Now these trustees want to slice a 14.6-hectare ‘wedge’ off the 133-hectare property (or about 11 percent of the total land size) in order to sell off 116 house plots – subject to a rezoning.
While the Victorian planning minister is the only one that can order a rezone of the land, situated some 56km south-east of Melbourne’s CBD, the news of the potential rezone has set emotions racing across greater Melbourne.
Given to Keith Murdoch’s 19-year-old bride, Elisabeth Greene in 1928 as a wedding present, according to historians, Elisabeth loved the property at first sight and soon engaged leading design professionals to revitalise the modest weatherboard cottage and old-fashioned garden as a weekend retreat suitable for her growing family.
Dame Elisabeth died in 2012 aged 103, and while many thought there were firm instructions to maintain the status quo in relation to the $10 million property, according to Frankston Council, some 14.6 hectares have been identified as being ‘surplus to the main estate’, opening the door to sale to developers.

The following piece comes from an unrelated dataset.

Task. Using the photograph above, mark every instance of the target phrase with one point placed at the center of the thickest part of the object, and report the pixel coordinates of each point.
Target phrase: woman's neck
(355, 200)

According to Barry Ross, secretary of community action group, Defenders of the South East Green Wedge, if even a small part of Cruden Farm were to be sold off, it would in his own words, set an “appalling precedent”.
However, when asked whether the Victorian government will be amending zoning laws in relation to Cruden Farm, a spokesperson for the minister for planning Richard Wynne gave an emphatic ‘no’ in response.